E assiste ai film di Wenders e di Antonioni, ascolta le musiche di Neil Young, di Georges Brassens - struggente, la sua canzone Les amoureux des bancs publics. Infine, si accomoda metaforicamente sulle panchine dipinte o scolpite dagli artisti contemporanei: Costantin Brancusi, George Segal, Kan Yasuda, Massimo Bertolini, Christian Boltanski, Alberto Garutti.
Sebaste ha scritto Panchine per restituire al mondo la gioia di una lettura che si oppone alla noiosa precettistica della pedagogia scolastica, capace solo di allontanare i giovani dal piacere della fruizione dell’opera d’arte, in particolare di quella letteraria.
Per celebrare il carattere festivo della lettura, e della panchina: “La panchina è domenicale. Ma la panchina è sempre vacanza - domenica - anche quando vacanza non c’è, e anche di lunedì”.
Per rivendicare il diritto al riposo, al godimento gratuito dell’oggetto estetico: “oggi stare in panchina è un’anomalia sociale (…). Se non si è anziani, donne incinte o con carrozzina, se si è maschi o femmine adulti, chi sta seduto su una panchina è poco raccomandabile. Nel migliore dei casi è un disoccupato, uno sfaccendato, vita di riserva da ignorare”.
Ha scritto, Sebaste, un omaggio alla rêverie, al fantasticare trasognato che si profila come quiete, appagamento, comunione con la vita, contemplazione in zazen: “essere seduti intensamente, osservando senza oggetto.
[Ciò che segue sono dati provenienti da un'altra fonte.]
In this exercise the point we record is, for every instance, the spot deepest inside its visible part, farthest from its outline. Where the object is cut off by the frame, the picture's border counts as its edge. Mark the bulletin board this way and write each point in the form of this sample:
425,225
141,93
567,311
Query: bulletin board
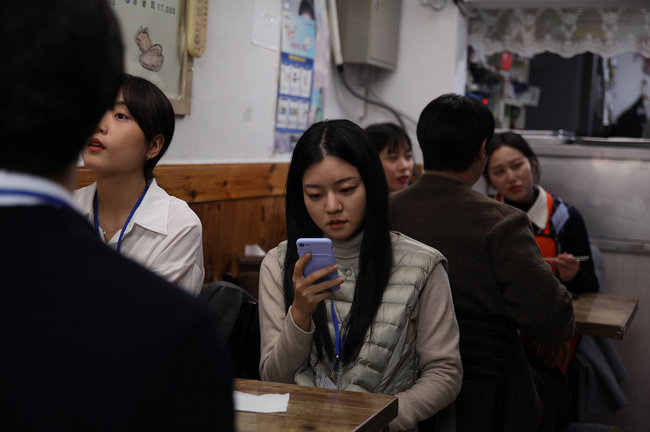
153,34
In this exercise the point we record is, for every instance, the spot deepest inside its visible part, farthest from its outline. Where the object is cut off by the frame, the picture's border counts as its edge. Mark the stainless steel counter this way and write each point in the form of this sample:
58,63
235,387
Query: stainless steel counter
608,180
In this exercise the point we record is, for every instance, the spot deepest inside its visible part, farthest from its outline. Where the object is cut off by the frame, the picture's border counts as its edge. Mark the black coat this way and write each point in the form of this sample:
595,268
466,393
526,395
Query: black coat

Senza scopo (…). Nessun finalismo, pura gratuità”.
Ha scritto, Sebaste, un libro che indica la libertà, la leggerezza, il buon gusto. Un atlante della letteratura, le cui singole mappe – segnate con un tratto delicato – sono state studiate con raffinata ponderatezza. Un libro necessario, un libro felice.